The Euphony chip is a low cost RISC processor with DSP functions and
ATM interface. Euphony was developed by the Research Initiatives
Laboratory (Lab 1128) of AT&T Labs Research as a low cost AAC/PAC decoder
and for experiments in digital audio and home networking. Euphony
samples were available to anyone in AT&T in 1996.
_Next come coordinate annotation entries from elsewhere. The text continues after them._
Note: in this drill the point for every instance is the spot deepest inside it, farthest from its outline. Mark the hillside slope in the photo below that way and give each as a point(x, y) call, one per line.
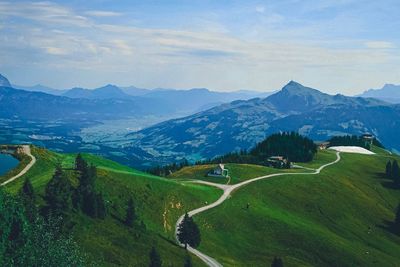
point(340, 217)
point(159, 202)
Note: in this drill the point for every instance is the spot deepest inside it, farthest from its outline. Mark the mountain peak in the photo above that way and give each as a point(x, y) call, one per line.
point(4, 81)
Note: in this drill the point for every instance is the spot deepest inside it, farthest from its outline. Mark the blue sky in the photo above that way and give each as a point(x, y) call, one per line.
point(343, 46)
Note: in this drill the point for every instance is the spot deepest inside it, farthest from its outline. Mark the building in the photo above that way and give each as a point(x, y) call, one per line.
point(368, 138)
point(219, 171)
point(277, 161)
point(322, 145)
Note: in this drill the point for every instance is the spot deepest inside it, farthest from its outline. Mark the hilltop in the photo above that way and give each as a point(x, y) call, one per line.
point(341, 216)
point(241, 124)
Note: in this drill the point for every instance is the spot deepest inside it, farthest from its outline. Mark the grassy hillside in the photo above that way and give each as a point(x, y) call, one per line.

Euphony is an inexpensive, low power, high performance embedded processor
for signal processing and networking. It consists of a MIPS II compatible
RISC processor that has been augmented with a fast pipelined multiplier
and signal processing instructions. Eu\phony contains most of the logic
on chip required to build a complete system. It contains all of the logic
necessary to provide a near "glueless" interface to standard SRAMs, DRAMs,
VRAMs, and many peripheral devices. For systems requiring only a small
amount of memory, the internal instruction a\nd data caches can be used as
memory. Power on reset generation, a crystal oscillator, a counter-timer,
an interrupt handler, and a DMA controller are provided internal to the
chip. Euphony provides 16 general purpose I/O pins. These application
specific I/O pins may be configured in numerous ways to provide flexible
input and output functions with a minimum of external circuitry. A serial
interface that can interface to many popular DACs, ADCs, and codecs is provided.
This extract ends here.